In this episode, I interview Kevin Winkler, the author of On Bette Midler: An Opinionated Guide. Kevin chronicles her career from the New York City Continental Baths through her recording, stage and movie careers.
He is also the author of Big Deal: Bob Fosse and Dance in the American Musical and Everything Is Choreography: The Musical Theater of Tommy Tune.
» You can also listen to my last interview with Kevin from November 2022 where we talk about his book Everything is Choreography: The Musical Theater of Tommy Tune.
FROM AMAZON.COM
Bette Midler today is a beloved legacy star, best known for her comic witch in Disney’s Hocus Pocus (1993) and its 2022 sequel. She has also gained prominence for sentimental, anthemic ballads like “Wind Beneath My Wings,” her initiation of green space projects in New York City, and tussling with Donald Trump on Twitter. Her profile is that of an articulate, civic-minded matriarch enjoying thoroughly mainstream stardom.
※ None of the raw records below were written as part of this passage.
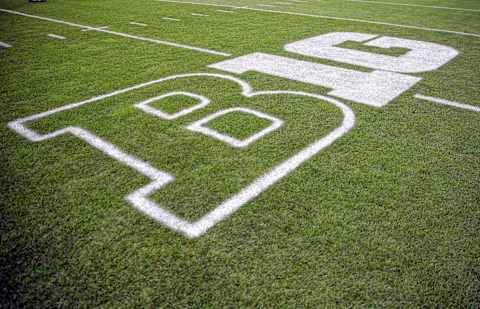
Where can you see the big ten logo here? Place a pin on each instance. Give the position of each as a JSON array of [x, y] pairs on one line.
[[206, 143], [389, 75]]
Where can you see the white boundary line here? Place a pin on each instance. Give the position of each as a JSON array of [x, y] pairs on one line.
[[137, 24], [170, 18], [140, 198], [5, 45], [415, 5], [327, 17], [98, 28], [54, 36], [448, 103], [125, 35]]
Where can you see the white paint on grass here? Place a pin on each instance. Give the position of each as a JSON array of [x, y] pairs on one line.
[[98, 28], [137, 24], [199, 126], [171, 19], [366, 21], [54, 36], [5, 45], [416, 5], [421, 57], [139, 199], [121, 34], [145, 105], [376, 88], [449, 103]]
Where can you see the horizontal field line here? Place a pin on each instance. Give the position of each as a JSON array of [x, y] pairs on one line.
[[366, 21], [5, 45], [54, 36], [137, 24], [415, 5], [448, 103], [121, 34]]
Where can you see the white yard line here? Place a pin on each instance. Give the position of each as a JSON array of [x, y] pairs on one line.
[[137, 24], [416, 5], [5, 45], [121, 34], [54, 36], [448, 103], [327, 17], [171, 19], [98, 28]]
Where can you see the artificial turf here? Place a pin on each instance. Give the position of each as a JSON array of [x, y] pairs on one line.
[[387, 216]]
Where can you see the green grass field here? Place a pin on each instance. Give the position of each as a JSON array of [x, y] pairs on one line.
[[385, 214]]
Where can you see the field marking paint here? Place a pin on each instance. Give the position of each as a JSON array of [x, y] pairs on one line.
[[448, 103], [199, 126], [145, 105], [415, 5], [376, 88], [54, 36], [171, 19], [139, 198], [121, 34], [366, 21], [5, 45], [421, 57], [137, 24], [98, 28]]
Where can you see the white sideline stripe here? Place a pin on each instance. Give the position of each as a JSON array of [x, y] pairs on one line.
[[139, 199], [327, 17], [137, 24], [2, 44], [54, 36], [169, 18], [125, 35], [416, 5], [448, 103]]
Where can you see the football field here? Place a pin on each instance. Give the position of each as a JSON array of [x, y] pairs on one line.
[[240, 153]]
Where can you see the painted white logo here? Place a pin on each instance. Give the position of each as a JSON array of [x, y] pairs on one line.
[[159, 179], [376, 88]]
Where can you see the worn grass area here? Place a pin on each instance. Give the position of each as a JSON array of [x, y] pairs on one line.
[[387, 216]]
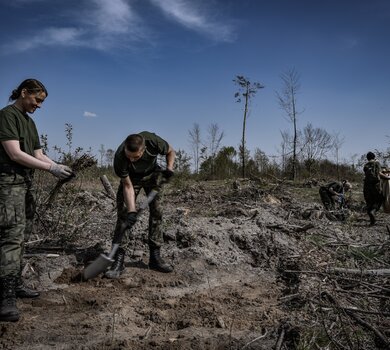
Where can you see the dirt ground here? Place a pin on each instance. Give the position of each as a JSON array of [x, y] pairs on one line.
[[255, 268]]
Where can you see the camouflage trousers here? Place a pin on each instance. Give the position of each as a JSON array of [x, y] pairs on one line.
[[17, 208], [155, 235], [373, 196]]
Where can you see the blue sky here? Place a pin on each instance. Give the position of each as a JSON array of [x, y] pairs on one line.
[[114, 67]]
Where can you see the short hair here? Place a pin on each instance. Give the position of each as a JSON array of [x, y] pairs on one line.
[[347, 185], [31, 85], [370, 156], [134, 143]]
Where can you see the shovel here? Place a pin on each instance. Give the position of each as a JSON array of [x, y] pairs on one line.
[[104, 261]]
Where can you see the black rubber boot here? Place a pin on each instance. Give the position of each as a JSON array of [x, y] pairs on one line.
[[22, 291], [8, 310], [371, 214], [118, 265], [157, 263]]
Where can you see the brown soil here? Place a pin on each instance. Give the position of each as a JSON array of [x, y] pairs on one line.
[[233, 248]]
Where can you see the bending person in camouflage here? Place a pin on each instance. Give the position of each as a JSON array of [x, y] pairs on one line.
[[371, 186], [20, 154], [135, 163], [333, 192]]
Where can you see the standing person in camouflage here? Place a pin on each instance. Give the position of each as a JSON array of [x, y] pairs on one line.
[[135, 163], [20, 154], [371, 186]]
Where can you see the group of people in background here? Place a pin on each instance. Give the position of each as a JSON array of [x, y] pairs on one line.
[[135, 162], [21, 153]]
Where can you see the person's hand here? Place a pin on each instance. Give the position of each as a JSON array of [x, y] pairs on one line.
[[131, 219], [167, 173], [61, 171]]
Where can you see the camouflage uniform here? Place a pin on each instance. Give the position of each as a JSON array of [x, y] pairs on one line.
[[371, 188], [155, 236], [142, 175], [17, 208], [17, 196]]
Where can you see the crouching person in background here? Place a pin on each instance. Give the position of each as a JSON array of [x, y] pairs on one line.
[[20, 154], [333, 193], [371, 187], [135, 163]]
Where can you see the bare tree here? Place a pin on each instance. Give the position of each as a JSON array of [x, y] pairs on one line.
[[215, 137], [102, 152], [316, 143], [285, 148], [261, 160], [195, 142], [338, 141], [287, 99], [247, 91]]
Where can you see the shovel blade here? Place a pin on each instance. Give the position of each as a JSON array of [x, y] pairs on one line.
[[97, 266]]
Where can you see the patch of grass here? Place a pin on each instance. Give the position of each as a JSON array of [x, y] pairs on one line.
[[317, 240]]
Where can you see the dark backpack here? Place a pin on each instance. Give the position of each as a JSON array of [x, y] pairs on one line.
[[370, 172]]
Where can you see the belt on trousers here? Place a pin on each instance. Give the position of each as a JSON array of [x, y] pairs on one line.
[[15, 169]]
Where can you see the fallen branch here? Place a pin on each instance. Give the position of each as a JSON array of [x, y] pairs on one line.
[[287, 227], [256, 339], [370, 327], [351, 312], [280, 340], [374, 272]]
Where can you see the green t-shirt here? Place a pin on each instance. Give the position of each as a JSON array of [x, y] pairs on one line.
[[144, 166], [371, 171], [16, 125]]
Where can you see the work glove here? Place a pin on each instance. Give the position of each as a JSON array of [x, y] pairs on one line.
[[61, 171], [131, 219], [167, 173]]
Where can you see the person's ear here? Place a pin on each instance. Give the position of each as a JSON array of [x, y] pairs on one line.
[[23, 93]]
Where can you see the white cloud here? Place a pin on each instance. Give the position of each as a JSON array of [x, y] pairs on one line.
[[114, 16], [47, 37], [187, 14], [104, 25], [89, 114]]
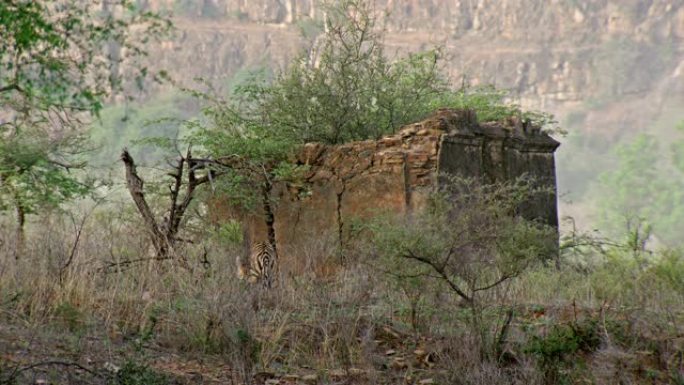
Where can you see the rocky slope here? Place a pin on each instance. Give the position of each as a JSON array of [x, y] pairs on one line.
[[604, 67]]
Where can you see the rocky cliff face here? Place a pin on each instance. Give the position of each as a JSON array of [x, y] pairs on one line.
[[553, 54], [397, 173], [605, 68]]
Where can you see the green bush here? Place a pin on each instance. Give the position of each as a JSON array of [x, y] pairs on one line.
[[133, 373]]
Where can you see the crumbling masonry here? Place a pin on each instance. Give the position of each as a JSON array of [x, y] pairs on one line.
[[397, 172]]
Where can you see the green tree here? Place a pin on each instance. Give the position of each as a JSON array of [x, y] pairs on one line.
[[59, 62], [470, 240], [642, 186]]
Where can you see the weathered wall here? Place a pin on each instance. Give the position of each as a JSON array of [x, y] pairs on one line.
[[355, 180]]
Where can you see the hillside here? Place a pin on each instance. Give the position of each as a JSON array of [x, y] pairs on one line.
[[607, 69]]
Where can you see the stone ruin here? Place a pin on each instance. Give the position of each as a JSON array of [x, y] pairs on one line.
[[398, 172]]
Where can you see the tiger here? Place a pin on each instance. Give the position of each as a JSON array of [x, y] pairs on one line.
[[263, 262]]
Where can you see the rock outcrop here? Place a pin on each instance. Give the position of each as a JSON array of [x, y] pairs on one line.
[[352, 181]]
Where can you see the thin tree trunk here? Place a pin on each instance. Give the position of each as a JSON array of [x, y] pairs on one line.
[[135, 187], [19, 236], [268, 212]]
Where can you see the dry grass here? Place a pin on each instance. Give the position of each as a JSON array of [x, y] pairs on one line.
[[339, 322]]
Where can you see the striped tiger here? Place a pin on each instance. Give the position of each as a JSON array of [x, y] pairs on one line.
[[263, 262]]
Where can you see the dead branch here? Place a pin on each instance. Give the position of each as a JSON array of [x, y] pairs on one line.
[[442, 274], [135, 187]]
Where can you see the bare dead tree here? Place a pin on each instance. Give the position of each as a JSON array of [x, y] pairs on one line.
[[184, 183]]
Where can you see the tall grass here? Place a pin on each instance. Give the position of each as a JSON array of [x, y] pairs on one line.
[[617, 319]]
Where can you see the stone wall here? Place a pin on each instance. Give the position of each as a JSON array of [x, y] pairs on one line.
[[356, 180]]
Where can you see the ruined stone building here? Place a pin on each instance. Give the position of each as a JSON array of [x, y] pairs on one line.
[[398, 172]]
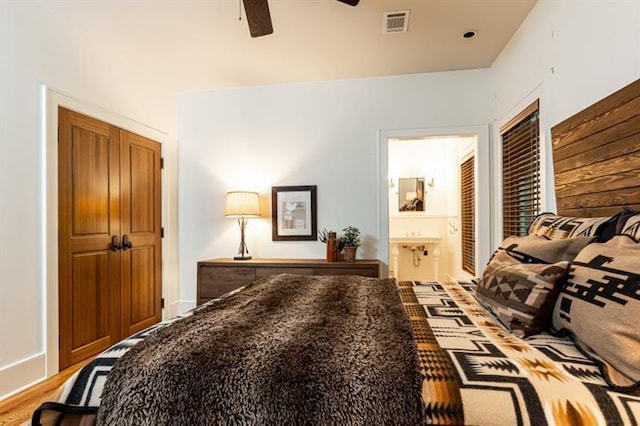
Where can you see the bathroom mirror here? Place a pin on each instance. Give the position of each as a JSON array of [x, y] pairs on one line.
[[410, 195]]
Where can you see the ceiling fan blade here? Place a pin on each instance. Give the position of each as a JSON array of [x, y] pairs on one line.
[[258, 16]]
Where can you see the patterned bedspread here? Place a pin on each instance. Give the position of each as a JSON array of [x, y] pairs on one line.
[[474, 371], [477, 373]]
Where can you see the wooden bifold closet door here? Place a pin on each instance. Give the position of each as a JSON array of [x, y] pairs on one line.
[[109, 202]]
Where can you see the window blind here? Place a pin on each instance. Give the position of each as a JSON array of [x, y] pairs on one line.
[[467, 216], [521, 171]]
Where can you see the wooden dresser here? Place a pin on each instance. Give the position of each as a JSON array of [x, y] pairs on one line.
[[219, 276]]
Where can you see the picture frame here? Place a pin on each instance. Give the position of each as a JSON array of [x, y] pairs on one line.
[[294, 213]]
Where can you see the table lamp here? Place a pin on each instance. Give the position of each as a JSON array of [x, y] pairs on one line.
[[242, 204]]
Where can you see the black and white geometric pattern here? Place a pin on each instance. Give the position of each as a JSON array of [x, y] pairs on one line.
[[505, 380]]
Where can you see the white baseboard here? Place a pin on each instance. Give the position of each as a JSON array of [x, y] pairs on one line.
[[30, 371], [179, 307]]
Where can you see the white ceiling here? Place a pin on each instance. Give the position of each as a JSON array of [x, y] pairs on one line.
[[201, 44]]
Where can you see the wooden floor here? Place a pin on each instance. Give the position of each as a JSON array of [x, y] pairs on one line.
[[18, 409]]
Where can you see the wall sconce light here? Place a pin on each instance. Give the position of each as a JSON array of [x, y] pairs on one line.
[[242, 204]]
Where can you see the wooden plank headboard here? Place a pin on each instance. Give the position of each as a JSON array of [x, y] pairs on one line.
[[596, 156]]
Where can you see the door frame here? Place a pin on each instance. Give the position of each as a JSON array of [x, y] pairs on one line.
[[51, 100], [483, 206]]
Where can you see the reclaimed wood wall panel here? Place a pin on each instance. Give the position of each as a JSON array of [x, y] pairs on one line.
[[596, 156]]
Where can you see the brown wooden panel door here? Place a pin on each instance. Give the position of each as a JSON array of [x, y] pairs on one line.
[[140, 194], [88, 215]]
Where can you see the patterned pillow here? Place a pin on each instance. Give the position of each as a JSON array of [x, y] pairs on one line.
[[521, 295], [560, 227], [542, 249], [629, 225], [600, 307]]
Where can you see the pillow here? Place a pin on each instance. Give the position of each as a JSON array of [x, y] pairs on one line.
[[520, 295], [600, 307], [542, 249], [629, 224], [559, 227]]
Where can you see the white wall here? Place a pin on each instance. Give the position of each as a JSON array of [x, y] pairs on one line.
[[38, 48], [318, 133], [570, 54], [323, 134]]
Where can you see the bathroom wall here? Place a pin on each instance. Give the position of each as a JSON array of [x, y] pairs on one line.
[[437, 161]]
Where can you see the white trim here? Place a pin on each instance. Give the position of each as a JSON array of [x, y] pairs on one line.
[[53, 100], [19, 376], [484, 236], [181, 306]]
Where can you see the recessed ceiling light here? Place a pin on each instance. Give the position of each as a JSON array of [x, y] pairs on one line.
[[469, 34]]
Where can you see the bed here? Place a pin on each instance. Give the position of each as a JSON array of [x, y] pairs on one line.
[[546, 335]]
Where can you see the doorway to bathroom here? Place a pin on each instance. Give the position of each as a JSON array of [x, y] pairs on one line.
[[435, 202]]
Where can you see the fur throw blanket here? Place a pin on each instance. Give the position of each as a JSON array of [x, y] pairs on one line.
[[287, 350]]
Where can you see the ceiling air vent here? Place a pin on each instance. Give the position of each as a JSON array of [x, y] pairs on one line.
[[395, 22]]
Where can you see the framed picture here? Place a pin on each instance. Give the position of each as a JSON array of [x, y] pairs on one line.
[[293, 213]]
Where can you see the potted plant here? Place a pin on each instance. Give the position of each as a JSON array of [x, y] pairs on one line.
[[349, 242]]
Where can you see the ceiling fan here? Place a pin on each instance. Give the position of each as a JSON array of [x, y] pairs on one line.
[[260, 20]]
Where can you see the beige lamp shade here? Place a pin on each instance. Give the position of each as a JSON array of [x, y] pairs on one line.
[[242, 204]]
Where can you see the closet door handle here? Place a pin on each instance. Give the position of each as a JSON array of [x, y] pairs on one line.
[[115, 245], [126, 244]]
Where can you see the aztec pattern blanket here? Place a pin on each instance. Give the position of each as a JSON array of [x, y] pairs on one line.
[[476, 372], [472, 370]]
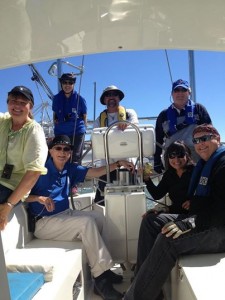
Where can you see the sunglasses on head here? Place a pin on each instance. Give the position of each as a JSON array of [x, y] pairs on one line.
[[177, 90], [204, 138], [176, 155], [111, 94], [68, 82], [64, 149]]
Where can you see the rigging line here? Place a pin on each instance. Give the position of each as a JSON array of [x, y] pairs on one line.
[[168, 63], [78, 100], [75, 125], [39, 79]]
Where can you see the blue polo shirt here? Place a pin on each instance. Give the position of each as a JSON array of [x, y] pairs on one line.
[[55, 185], [67, 111]]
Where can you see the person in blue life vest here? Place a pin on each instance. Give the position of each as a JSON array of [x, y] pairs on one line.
[[178, 121], [114, 112], [48, 206], [200, 231], [70, 117]]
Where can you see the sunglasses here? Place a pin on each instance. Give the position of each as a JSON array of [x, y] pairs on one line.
[[201, 139], [18, 102], [182, 90], [111, 94], [67, 82], [64, 149], [176, 155]]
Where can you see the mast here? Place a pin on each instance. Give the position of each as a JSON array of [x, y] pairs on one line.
[[192, 74]]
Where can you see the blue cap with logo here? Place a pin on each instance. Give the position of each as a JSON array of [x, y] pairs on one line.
[[180, 83]]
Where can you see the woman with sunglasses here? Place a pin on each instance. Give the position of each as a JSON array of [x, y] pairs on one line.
[[23, 150], [175, 179]]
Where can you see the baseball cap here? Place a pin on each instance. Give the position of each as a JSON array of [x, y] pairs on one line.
[[60, 140], [180, 83], [206, 128], [111, 88], [24, 91]]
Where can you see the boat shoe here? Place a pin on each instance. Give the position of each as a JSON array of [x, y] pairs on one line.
[[105, 289]]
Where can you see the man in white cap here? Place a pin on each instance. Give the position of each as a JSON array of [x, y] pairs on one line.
[[178, 121]]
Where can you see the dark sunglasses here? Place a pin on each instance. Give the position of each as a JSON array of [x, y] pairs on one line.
[[176, 155], [64, 149], [111, 94], [204, 138], [177, 90], [68, 82]]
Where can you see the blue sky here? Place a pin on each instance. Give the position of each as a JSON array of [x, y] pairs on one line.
[[143, 76]]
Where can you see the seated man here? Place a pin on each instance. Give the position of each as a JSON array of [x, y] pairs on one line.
[[48, 203], [168, 236]]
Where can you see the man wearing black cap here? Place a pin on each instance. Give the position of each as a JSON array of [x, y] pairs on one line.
[[201, 231], [178, 121], [70, 114], [48, 203], [23, 150], [114, 112]]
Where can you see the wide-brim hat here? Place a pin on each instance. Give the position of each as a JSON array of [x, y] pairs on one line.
[[24, 91], [111, 88], [60, 140]]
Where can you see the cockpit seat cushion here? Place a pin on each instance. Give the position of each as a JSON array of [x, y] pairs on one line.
[[40, 260]]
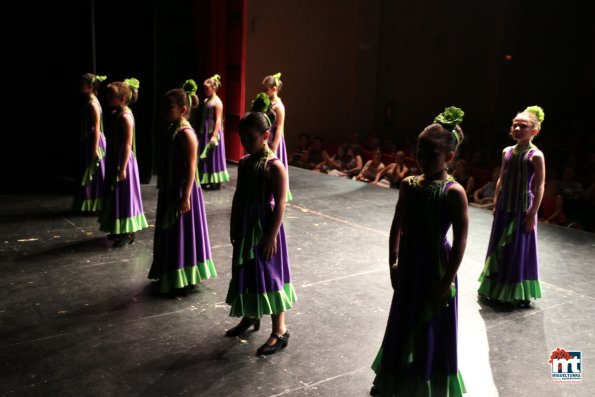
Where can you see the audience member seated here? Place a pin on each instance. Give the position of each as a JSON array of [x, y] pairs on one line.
[[484, 196], [391, 175], [372, 167], [353, 163], [315, 154], [334, 162], [462, 175], [297, 157]]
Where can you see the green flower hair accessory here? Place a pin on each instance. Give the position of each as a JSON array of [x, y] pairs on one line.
[[277, 76], [133, 83], [98, 79], [451, 118], [189, 87], [216, 78], [537, 111], [261, 103]]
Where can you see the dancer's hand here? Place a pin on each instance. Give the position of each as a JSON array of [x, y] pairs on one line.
[[268, 247], [529, 222], [440, 291], [394, 276], [184, 205]]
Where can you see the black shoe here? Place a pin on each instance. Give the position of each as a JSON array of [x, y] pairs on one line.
[[243, 326], [123, 239], [282, 342], [524, 304]]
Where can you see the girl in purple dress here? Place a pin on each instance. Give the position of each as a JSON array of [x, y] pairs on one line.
[[182, 252], [90, 181], [271, 86], [123, 213], [213, 165], [510, 272], [418, 355], [261, 281]]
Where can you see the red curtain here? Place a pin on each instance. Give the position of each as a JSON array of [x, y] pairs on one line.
[[221, 31]]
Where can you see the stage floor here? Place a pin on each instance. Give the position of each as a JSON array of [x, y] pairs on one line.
[[79, 318]]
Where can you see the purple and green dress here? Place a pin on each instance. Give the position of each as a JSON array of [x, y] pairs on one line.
[[212, 161], [123, 208], [258, 287], [282, 148], [510, 271], [181, 250], [418, 355], [90, 192]]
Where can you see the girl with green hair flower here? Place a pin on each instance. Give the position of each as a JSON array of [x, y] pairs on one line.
[[90, 191], [271, 86], [213, 164], [510, 273], [418, 355], [123, 214]]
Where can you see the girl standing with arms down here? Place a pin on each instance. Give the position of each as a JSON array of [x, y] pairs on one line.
[[510, 272], [418, 355], [213, 165], [182, 252], [261, 280], [123, 213], [271, 86], [90, 183]]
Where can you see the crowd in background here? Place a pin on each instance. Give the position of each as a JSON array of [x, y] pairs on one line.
[[569, 147]]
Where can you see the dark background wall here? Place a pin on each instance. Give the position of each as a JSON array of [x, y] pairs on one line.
[[154, 41], [342, 61]]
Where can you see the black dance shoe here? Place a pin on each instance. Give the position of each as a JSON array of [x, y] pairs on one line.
[[121, 240], [282, 342], [243, 326]]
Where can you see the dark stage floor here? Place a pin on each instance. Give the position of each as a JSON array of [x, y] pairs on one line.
[[79, 318]]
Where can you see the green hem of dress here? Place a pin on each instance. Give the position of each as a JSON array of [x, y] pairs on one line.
[[452, 386], [91, 205], [189, 275], [217, 177], [125, 225], [260, 304], [523, 291]]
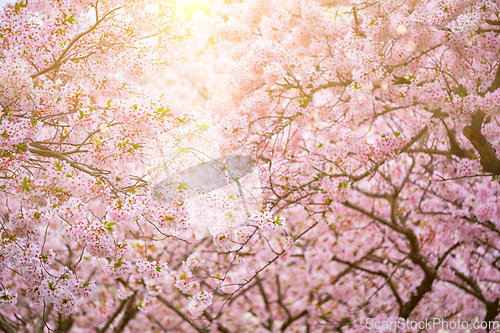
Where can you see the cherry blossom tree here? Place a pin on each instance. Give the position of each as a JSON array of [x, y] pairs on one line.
[[375, 130], [376, 127]]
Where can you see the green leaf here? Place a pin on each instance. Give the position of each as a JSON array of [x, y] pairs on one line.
[[118, 263]]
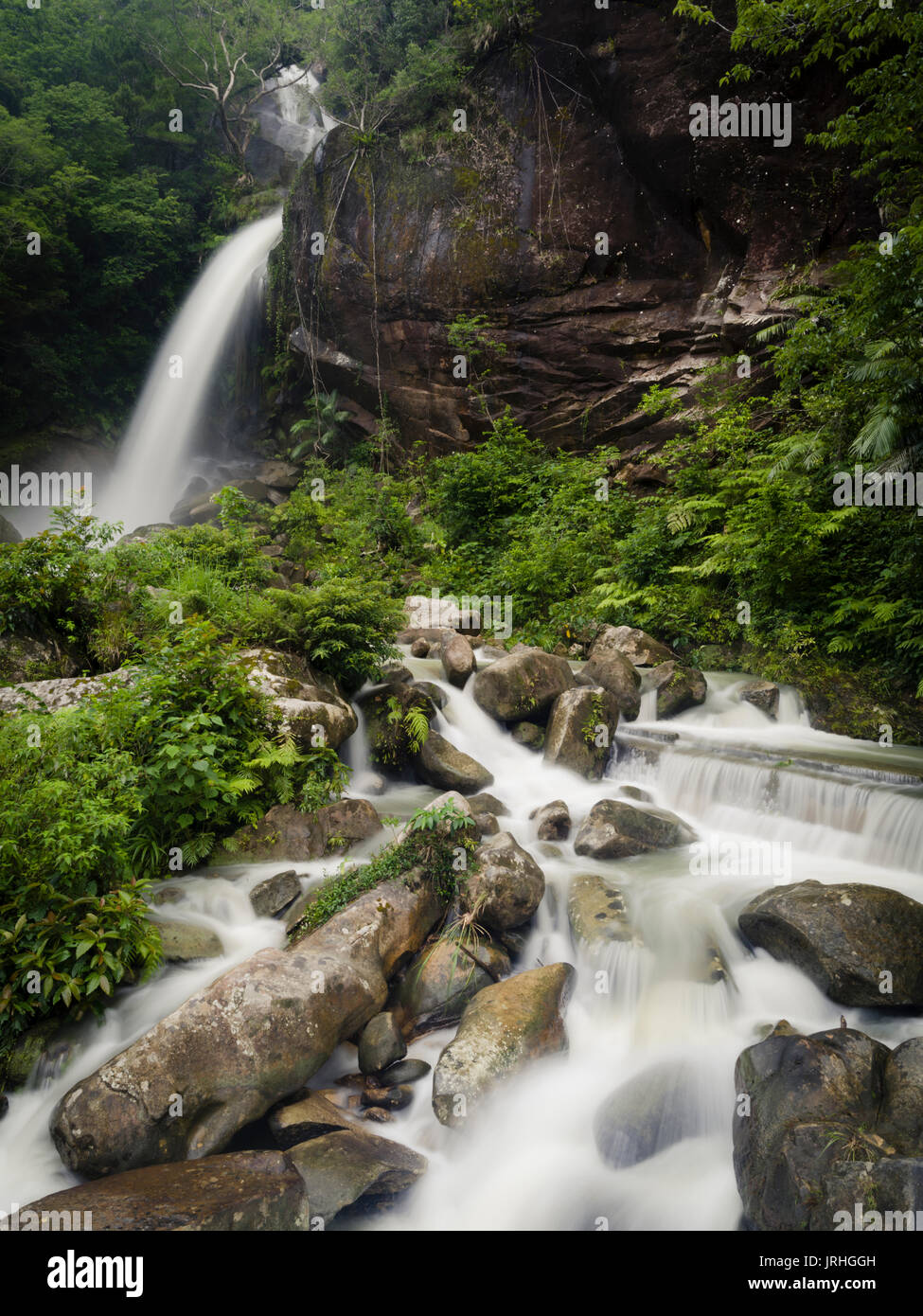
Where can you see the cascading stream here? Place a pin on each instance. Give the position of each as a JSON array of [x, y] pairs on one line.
[[529, 1160]]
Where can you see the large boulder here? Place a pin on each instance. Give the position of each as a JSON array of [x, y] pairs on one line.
[[596, 912], [806, 1110], [235, 1049], [309, 705], [505, 886], [859, 944], [458, 661], [615, 829], [505, 1026], [448, 769], [610, 668], [636, 647], [440, 982], [286, 833], [522, 685], [241, 1191], [678, 687], [581, 731]]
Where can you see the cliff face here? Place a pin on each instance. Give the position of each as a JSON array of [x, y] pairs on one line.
[[589, 134]]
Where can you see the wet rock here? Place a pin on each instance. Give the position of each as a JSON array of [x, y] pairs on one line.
[[381, 1043], [441, 765], [529, 735], [458, 661], [852, 940], [246, 1041], [506, 884], [484, 803], [310, 1117], [612, 670], [522, 685], [804, 1106], [764, 695], [268, 898], [615, 829], [353, 1167], [552, 822], [637, 647], [581, 731], [441, 981], [241, 1191], [505, 1026], [677, 687], [596, 911], [303, 699], [185, 941], [404, 1072], [286, 833], [648, 1113]]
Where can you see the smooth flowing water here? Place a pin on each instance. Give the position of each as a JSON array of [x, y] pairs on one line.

But more than fifty years earlier she emerged from the steam of the subterranean Continental Baths as the Divine Miss M, the bawdy, campy, fearless alter ego she created in front of an audience of towel-clad gay men who came to the baths seeking not just sex, but a sense of community and safety from an often-harrowing outside world. “I was able to take chances on that stage that I could not have taken anywhere else,” she later wrote. “Ironically, I was freed from fear by people who, at the time, were ruled by fear. And for that I will always be grateful.” Overnight, Bette Midler became a much-loved icon of the gay community.
The Divine Miss M coalesced gay, Jewish, feminist, and show business sensibilities into an outrageously funny and emotionally compelling persona that travelled with surprising ease from the cultural margins to the entertainment mainstream. Her embrace by mom-and-pop audiences, rock fans and critics, and the guardians of middle-of-the-road show business demonstrates just how deeply the tastes and sensibilities of her original audience have been absorbed into popular culture. On Bette Midler: An Opinionated Guide traces the early development of Midler’s performing ethos from New York’s downtown experimental theater scene and examines her impact across media, with chapters on the soaring highs (and occasional cringe-worthy lows) of her stage work, movies, recordings, and television appearances, and considers her influence as an environmental activist and social media presence.
On Bette Midler features performance analysis and deeply researched background information, all of it supporting informed–and divinely opinionated–consideration of Midler the artist. It judges her work by the highest standards: those she established for herself.
Kevin Winkler enjoyed a career of more than twenty years as a curator, archivist, and library administrator at the New York Public Library, prior to which he was a professional dancer. His book, Big Deal: Bob Fosse and Dance in the American Musical, won the TLA 2018 George Freedley Memorial Award Special Jury Prize for an exemplary work in the field of theatre or performance, and was a finalist for the Marfield Prize, the National Award for Arts Writing. Kevin has served as a consultant for Lincoln Center Education, curating resources to accompany PBS Lincoln Center Live performances available throughout New York City public libraries. He has blogged for the Huffington Post and is a MacDowell Colony fellow. Kevin is an on-camera commentator in the new documentary Merely Marvelous: The Dancing Genius of Gwen Verdon. His new book is Everything is Choreography: The Musical Theater of Tommy Tune, published by Oxford University Press.